Le Domaine Lafage investit et s’ouvre à l’oenotourisme

Le Domaine Lafage s’étend en Roussillon sur près de 180 ha répartis principalement entre le mas Miraflors (100 ha, Perpignan), Le Château Saint-Roch (40 ha, Maury) et Le Vignon (40 ha, Tordère) et produit quelques 7 700 hl par an (22 permanents). « Aujourd’hui, nous venons d’investir dans trois machines dont un dépalettiseur, une machine automatique dédiée aux bouchon verre vinoloc pour nos rosés et notre Muscat de Noël 2012 (cf photo). Ces équipements complètent notre chaîne d’embouteillage d’une capacité de 100 000 bouteilles » indique Jean-Marc Lafage, le dirigeant du domaine et œnologue-conseil, à l’occasion de la présentation de ses nouvelles machines en test, ce 15 novembre. Au total le domaine aura investi près de 400 000 € dans sa chaîne d’embouteillage pour répondre à son objectif de 1,5 millions de bouteilles, contre 900 000 actuellement.
3,5 M€ investis
Ancré dans son terroir, les ambitions du dirigeant du domaine, qui connaît une croissance annuelle de 10 % par an, vont plus loin. « Nous prévoyons d’investir 3,5 M€. C’est l’équivalent d’un an de chiffre d’affaires. La Région L.-R. et l’Europe nous soutiennent à hauteur de 20 à 40 % selon le projet, indique-t-il. Nous démarrons les travaux d’un bâtiment de stockage et d’embouteillage de 1 200 m2 et travaillons sur un projet oenotouristique et le développement de notre outil de vinification dont le permis est en cours d’instruction », poursuit-il. La capacité de stockage atteindra alors 500 000 bouteilles. Ce nouveau bâtiment qui jouxtera l’actuel (500 m2) permettra d’avoir une chaine d’embouteillage complète jusqu’à l’intégration de gaz inerte pour que « la qualité du vin en sortie de cuve soit conservée dans la bouteille. » L’objectif visé par le producteur est aussi de réaliser sur un site unique 100 % de la vinification (10 000 hl, 1500 m2). « 70% de notre production est exportée vers 23 pays : USA, Europe du Nord, Japon, Chine. Il faut être opérationnel pour répondre à la demande » explique-t-il. Mais, le dirigeant n’entend pas pour autant perdre de vue ses terres et veut asseoir son développement au sein des CHR en France, il a recruté un commercial pour développer ce segment commercial.

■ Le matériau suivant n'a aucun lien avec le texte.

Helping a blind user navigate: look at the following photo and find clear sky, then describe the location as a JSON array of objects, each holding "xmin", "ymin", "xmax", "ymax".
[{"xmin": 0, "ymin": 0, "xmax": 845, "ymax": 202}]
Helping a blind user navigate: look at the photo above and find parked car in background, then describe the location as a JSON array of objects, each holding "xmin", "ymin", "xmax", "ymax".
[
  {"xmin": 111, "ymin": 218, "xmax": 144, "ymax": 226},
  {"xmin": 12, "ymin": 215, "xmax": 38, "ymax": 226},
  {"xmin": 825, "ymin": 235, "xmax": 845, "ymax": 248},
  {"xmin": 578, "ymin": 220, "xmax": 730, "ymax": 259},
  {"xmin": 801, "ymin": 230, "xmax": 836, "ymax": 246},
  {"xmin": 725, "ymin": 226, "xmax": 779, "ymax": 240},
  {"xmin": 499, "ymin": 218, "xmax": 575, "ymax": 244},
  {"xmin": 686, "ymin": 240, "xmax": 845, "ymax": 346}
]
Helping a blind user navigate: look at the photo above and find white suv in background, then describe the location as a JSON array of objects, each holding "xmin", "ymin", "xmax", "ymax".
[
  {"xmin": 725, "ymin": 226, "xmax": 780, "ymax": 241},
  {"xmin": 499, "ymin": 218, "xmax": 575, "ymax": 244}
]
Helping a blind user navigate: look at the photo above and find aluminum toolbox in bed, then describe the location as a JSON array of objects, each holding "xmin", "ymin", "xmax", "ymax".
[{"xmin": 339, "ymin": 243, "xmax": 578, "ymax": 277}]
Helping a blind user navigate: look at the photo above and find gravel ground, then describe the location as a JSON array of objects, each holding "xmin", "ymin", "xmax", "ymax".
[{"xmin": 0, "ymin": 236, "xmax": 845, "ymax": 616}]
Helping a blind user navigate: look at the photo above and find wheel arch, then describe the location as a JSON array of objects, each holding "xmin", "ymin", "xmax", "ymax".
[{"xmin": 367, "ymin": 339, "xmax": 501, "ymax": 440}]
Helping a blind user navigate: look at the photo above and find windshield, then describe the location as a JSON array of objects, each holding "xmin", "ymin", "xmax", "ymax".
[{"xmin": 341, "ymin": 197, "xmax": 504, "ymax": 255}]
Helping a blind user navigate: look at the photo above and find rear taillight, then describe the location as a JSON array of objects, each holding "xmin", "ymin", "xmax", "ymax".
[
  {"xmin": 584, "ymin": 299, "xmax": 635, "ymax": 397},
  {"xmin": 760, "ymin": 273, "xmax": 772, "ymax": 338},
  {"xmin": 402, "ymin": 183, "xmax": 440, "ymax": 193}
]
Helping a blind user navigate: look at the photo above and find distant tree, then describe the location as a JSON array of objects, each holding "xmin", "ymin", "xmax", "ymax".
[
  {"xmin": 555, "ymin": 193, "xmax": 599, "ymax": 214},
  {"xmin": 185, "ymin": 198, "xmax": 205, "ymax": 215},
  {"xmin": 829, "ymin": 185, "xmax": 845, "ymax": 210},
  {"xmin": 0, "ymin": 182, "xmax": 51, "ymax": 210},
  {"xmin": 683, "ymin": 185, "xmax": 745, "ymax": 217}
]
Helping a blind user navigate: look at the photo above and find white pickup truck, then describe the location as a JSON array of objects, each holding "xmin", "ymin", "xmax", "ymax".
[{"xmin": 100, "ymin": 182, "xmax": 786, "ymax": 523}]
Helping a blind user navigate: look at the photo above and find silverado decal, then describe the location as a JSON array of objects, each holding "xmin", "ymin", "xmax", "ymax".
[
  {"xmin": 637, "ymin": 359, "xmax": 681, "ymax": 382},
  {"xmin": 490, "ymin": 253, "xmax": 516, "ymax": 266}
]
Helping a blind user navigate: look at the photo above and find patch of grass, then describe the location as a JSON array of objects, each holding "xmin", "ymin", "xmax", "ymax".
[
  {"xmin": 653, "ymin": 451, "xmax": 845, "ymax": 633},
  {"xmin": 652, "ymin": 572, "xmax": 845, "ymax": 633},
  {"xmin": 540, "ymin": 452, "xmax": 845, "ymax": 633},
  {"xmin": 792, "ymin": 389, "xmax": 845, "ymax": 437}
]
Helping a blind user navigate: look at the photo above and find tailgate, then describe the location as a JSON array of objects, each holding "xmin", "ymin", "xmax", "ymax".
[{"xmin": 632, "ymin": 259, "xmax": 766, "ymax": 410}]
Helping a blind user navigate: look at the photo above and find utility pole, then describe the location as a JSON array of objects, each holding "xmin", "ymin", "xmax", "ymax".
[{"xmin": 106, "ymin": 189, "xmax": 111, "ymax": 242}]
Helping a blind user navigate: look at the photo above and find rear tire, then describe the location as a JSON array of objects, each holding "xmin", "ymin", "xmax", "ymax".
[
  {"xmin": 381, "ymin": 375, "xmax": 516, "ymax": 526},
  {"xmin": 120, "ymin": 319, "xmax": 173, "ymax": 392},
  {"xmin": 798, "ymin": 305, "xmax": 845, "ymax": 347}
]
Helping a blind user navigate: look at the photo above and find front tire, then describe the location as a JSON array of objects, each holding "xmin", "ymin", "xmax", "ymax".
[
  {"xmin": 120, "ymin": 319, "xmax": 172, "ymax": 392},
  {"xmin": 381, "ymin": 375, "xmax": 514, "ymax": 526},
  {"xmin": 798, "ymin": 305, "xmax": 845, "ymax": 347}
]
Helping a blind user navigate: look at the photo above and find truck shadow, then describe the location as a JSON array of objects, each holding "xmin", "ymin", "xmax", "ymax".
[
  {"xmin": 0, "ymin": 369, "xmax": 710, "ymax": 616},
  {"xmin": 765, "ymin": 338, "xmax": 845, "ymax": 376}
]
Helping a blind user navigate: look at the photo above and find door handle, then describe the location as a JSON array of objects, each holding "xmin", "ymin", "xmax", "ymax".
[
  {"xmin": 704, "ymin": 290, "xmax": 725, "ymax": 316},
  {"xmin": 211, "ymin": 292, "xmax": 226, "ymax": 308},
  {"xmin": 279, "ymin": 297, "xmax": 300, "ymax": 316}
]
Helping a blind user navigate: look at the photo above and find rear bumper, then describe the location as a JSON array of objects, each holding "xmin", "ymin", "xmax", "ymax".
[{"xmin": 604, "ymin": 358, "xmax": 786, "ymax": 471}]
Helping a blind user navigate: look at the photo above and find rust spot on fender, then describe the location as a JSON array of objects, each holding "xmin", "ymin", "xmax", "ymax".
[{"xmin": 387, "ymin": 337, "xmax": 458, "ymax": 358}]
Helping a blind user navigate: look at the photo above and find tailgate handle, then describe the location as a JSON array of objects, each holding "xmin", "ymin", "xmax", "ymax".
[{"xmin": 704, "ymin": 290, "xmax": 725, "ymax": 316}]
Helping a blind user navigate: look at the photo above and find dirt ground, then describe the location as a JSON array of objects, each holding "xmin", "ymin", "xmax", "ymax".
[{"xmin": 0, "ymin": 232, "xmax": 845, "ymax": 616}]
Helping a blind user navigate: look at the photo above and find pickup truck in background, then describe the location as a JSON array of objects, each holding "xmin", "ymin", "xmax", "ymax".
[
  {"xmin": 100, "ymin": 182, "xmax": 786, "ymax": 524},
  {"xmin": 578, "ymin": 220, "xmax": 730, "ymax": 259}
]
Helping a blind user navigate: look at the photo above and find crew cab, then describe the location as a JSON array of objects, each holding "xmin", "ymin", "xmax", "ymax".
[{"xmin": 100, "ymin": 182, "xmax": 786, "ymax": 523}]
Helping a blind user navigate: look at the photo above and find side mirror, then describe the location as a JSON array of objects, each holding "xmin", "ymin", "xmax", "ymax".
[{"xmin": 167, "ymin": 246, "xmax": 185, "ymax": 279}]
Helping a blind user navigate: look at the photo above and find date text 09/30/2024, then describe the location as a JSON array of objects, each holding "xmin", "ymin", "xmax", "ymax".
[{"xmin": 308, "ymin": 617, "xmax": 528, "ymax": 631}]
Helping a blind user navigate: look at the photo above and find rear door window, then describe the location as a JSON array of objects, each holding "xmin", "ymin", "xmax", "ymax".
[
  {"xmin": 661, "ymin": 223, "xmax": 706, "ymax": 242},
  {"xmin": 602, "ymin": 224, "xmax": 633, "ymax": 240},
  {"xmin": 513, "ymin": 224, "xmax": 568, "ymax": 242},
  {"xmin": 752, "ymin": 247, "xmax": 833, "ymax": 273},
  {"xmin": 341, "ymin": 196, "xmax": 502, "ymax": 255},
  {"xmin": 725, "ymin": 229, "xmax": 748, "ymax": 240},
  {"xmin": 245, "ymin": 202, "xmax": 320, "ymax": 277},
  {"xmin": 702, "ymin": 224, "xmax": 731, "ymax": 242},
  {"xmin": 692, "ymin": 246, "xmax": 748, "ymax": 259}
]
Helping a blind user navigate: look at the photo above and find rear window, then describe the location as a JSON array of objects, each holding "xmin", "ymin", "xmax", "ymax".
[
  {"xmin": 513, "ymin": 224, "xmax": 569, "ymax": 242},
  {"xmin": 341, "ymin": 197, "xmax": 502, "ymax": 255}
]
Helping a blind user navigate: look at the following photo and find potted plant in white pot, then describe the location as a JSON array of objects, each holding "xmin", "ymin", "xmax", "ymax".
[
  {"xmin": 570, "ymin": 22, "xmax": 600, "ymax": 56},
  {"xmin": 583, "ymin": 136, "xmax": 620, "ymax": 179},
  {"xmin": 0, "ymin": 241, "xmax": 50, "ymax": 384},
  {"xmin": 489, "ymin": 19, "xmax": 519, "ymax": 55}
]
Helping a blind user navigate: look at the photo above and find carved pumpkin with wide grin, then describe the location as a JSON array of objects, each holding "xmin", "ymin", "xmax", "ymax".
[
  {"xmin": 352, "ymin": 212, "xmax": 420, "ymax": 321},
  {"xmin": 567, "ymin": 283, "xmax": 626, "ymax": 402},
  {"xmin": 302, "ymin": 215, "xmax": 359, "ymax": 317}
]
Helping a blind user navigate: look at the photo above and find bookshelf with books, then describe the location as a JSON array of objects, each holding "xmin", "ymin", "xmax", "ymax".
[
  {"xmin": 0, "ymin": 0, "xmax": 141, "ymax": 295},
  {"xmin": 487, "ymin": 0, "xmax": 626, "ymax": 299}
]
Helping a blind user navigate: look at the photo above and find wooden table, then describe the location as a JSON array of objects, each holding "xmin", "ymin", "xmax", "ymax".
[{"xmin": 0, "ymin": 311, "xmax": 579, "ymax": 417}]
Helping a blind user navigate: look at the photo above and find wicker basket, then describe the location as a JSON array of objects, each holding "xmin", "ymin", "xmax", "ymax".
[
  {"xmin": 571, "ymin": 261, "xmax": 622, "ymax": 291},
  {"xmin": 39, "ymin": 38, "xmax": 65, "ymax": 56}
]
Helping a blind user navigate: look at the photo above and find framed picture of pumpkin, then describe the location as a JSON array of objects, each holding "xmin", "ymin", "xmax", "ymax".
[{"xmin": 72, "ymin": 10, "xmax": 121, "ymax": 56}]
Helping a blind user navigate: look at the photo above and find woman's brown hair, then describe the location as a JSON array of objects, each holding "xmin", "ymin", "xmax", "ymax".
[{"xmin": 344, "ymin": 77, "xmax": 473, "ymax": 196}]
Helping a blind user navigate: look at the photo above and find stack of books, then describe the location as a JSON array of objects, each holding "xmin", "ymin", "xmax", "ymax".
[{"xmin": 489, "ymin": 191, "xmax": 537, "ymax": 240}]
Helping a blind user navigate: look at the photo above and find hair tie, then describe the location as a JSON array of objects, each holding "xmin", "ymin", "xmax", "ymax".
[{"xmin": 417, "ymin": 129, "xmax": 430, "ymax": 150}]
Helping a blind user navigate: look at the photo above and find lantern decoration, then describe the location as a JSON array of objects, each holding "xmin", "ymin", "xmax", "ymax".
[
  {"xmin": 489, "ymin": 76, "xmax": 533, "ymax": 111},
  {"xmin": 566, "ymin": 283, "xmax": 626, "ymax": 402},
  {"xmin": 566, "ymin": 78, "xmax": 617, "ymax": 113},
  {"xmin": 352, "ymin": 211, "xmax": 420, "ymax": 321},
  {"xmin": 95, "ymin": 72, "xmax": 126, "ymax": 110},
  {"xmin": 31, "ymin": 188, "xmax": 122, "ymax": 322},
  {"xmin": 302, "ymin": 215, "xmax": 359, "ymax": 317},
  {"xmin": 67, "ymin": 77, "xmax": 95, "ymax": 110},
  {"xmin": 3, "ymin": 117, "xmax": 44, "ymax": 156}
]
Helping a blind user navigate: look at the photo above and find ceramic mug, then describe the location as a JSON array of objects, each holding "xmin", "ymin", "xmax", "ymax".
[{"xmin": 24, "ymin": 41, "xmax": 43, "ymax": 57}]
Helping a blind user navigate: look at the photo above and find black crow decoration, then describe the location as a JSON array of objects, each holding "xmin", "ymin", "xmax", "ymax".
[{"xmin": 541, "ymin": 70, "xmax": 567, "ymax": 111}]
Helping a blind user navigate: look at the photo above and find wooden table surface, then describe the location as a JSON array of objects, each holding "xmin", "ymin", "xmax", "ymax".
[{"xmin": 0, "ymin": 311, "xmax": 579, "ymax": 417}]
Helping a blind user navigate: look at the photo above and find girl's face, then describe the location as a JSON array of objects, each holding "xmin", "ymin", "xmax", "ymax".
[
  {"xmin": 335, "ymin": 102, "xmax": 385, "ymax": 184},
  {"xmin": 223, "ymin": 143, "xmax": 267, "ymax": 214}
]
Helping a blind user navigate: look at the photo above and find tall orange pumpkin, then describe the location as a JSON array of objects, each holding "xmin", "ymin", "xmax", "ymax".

Un site de dégustation, un restaurant

« Notre projet oenotouristique prévu pour 2013 participe à cette envie de partager notre terroir auprès des locaux et des touristes de passage. Il s’agit de créer un outil ludique et pédagogique de 300 m2 pour rendre accessible au public l’activité vinicole dans sa globalité et offrir des espaces dédiés à la dégustation, aux produits locaux », explique le dirigeant, qui envisage aussi l’implantation sur le Domaine de Miraflors d’un restaurant (100 couverts/jours estimés). Une démarche qui s’appuie sur un capital patrimonial conséquent puisqu’au-delà des vignes, le domaine du XVe siècle bénéficie d’une architecture préservée et d’un site archéologique « Vilarnau » à proximité. « Nous avons recruté une personne compétente dans le domaine oenotouristique en charge de tisser des relations avec les agences de voyage de la place, mais aussi les institutions Région, Département, Agglomération pour développer les flux de visites. Des négociations sont en cours avec deux restaurateurs locaux qui viendront par leur savoir-faire mettre en lumière nos vins. » Le secteur oenotourisme pourrait créer trois à quatre emplois, sans compter les emplois qui seront créés par le restaurant. Le dirigeant mise sur sa proximité géographique des principales zones économiques du département pour générer une fréquentation d’affaires.